Fujikawa didn’t insist that all of her children be cheerful. In “Gyo Fujikawa’s A to Z Picture Book” (1974), on the first painted spread, a girl stands in a marsh, looking neither happy nor sad, hands in pockets, looking at a frog on a rock. “A is for Alone, all by myself,” the text reads. “Hi, there, frog! Can I play with you?” Solitude and loneliness are natural, too, we learn. Later, at “F,” we see a boy leaning over a toadstool, looking at two fairies: “F is for friends, fairies, flowers, fish, and frogs.” All of these moods are presented with acceptance, just as her spot illustrations nod to an array of pleasant items in the world’s catalogue: “M” is for moose, marigold, milk, mockingbird, and moo goo gai pan.

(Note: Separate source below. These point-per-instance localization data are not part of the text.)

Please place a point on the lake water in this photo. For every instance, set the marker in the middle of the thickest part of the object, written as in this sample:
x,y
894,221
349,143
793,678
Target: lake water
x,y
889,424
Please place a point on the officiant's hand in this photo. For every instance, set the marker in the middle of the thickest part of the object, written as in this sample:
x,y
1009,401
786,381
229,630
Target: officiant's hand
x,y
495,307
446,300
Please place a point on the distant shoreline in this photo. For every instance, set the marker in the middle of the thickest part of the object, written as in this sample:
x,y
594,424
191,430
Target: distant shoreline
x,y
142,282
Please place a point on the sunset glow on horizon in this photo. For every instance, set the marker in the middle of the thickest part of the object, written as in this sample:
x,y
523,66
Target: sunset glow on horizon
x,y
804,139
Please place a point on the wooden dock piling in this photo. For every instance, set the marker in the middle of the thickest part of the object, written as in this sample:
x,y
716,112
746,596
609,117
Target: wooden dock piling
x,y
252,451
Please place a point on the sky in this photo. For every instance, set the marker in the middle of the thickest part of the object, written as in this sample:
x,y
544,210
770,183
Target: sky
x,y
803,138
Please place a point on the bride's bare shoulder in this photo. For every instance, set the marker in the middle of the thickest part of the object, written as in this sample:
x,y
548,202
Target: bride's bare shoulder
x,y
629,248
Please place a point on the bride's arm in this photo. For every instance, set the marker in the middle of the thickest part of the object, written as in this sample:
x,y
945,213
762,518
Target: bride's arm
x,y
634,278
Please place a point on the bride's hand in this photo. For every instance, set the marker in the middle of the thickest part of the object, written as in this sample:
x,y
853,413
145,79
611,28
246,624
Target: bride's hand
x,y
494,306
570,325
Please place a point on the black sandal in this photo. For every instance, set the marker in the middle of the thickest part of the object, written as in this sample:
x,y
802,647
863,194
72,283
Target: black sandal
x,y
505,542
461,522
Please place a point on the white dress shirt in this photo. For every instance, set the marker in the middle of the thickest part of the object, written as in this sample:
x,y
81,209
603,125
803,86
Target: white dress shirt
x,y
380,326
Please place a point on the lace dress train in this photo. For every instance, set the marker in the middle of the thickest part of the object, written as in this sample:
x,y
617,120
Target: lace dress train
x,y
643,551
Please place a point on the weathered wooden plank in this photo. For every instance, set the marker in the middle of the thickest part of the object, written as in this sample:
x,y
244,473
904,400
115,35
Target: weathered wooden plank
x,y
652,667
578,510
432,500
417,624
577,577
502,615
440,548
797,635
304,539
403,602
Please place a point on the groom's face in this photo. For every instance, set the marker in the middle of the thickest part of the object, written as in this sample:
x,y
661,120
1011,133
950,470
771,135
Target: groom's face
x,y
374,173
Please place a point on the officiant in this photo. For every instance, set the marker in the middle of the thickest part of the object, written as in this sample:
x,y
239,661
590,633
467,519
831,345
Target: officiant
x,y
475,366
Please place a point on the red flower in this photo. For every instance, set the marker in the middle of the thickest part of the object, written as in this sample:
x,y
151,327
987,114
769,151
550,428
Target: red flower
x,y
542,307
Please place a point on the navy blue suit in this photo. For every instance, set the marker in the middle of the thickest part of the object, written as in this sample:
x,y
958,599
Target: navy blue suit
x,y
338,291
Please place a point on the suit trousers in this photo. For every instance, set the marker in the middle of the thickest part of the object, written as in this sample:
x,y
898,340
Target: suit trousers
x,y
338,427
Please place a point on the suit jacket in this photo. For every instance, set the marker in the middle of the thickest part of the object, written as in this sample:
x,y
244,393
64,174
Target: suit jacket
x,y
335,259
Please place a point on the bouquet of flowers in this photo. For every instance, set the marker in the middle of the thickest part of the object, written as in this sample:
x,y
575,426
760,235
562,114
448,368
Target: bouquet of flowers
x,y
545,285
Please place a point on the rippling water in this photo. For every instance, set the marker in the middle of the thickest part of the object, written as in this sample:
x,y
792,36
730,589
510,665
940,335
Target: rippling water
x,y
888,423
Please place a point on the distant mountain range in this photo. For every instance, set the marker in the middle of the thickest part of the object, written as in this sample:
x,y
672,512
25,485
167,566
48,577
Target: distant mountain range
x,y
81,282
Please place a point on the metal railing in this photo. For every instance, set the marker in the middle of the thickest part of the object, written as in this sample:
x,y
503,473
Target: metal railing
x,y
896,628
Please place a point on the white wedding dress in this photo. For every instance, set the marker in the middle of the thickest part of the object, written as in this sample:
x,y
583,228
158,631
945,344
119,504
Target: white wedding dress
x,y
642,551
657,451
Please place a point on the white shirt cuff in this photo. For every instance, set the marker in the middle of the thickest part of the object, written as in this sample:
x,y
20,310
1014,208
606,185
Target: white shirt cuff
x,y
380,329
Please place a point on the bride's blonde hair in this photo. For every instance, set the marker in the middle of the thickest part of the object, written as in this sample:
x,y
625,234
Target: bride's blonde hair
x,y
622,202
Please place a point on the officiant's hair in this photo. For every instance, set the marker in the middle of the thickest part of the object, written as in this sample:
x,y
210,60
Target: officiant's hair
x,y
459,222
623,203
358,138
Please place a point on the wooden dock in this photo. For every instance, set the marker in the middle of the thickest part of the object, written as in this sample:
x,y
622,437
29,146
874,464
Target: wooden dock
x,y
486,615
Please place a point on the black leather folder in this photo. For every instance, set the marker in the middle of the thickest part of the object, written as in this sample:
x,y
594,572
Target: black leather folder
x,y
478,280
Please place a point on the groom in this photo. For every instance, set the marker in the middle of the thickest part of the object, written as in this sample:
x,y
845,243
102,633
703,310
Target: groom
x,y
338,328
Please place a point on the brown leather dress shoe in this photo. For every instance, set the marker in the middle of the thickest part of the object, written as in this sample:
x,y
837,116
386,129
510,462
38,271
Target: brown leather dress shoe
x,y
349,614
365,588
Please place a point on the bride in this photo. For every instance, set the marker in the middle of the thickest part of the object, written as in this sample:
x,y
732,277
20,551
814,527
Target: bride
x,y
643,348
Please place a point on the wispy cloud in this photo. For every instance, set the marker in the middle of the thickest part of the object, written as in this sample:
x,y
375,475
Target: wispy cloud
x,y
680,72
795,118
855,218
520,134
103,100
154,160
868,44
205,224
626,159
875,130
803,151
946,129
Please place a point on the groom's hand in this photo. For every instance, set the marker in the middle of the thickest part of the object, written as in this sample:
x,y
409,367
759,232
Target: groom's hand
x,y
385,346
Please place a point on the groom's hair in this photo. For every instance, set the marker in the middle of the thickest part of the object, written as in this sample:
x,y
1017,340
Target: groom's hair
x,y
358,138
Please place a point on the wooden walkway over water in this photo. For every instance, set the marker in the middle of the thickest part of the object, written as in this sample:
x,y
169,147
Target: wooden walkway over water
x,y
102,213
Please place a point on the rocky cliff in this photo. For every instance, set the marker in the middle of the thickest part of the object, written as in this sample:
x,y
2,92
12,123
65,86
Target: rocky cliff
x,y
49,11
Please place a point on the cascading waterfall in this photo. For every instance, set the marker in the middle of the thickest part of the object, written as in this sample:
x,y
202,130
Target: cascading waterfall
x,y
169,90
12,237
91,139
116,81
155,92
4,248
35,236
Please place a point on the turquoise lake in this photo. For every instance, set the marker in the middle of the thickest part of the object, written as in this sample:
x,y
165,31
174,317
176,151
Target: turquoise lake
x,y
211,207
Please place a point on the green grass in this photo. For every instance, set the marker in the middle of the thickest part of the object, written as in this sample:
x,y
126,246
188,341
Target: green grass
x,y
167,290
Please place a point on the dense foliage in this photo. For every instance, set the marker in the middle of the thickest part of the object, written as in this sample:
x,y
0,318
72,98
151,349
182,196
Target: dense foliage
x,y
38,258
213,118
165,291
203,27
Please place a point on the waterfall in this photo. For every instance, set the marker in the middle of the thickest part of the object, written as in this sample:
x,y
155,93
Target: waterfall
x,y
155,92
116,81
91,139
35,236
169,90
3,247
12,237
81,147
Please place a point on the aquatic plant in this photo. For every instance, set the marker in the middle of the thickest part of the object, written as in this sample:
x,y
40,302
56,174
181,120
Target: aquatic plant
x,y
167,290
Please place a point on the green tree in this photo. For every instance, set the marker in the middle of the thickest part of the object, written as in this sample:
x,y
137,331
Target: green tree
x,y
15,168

Fujikawa died in 1998, at age ninety, and obituaries in the Times and the L.A. Times illuminated her life story well. But, considering that her work has mesmerized children for several decades, I’ve been surprised not to see more acclaim for her during my adult life—no articles or exhibitions, or calendars or tote bags or socks—as I have with other great children’s-book artists, such as Garth Williams, Arnold Lobel, Virginia Lee Burton, Margaret Wise Brown, William Steig, Maurice Sendak, Louise Fitzhugh, and so on. But lately, other artists have begun to pay homage to Fujikawa’s story. In 2017, the playwright Lloyd Suh staged a one-act called “Disney and Fujikawa,” imagining a dialogue between Walt and Gyo; this fall, HarperCollins will publish “It Began with a Page: How Gyo Fujikawa Drew the Way,” by Kyo Maclear and Julie Morstad, which tells her story beautifully, in picture-book form.
“I think she wanted to create a body of literature that would invite all children onto the page,” Maclear told me recently. A later book, “Welcome Is a Wonderful Word,” saw Fujikawa getting more explicit about inclusion, but Maclear prefers her earlier works, where inclusion was “effortless,” and where Fujikawa seemed to create “new laws of the universe for the children she was making books for.” Fujikawa didn’t have a marvellous childhood, and she didn’t have children of her own. But, like Sendak and Fitzhugh and others, she stayed in tune with a child’s way of seeing the world. She also found a way to draw a better one. “I loved it, drawing children’s books,” she told an interviewer, late in life. “I always wanted to do art work for children about children. It was just what I wanted to do.” Their freedom was her freedom, too.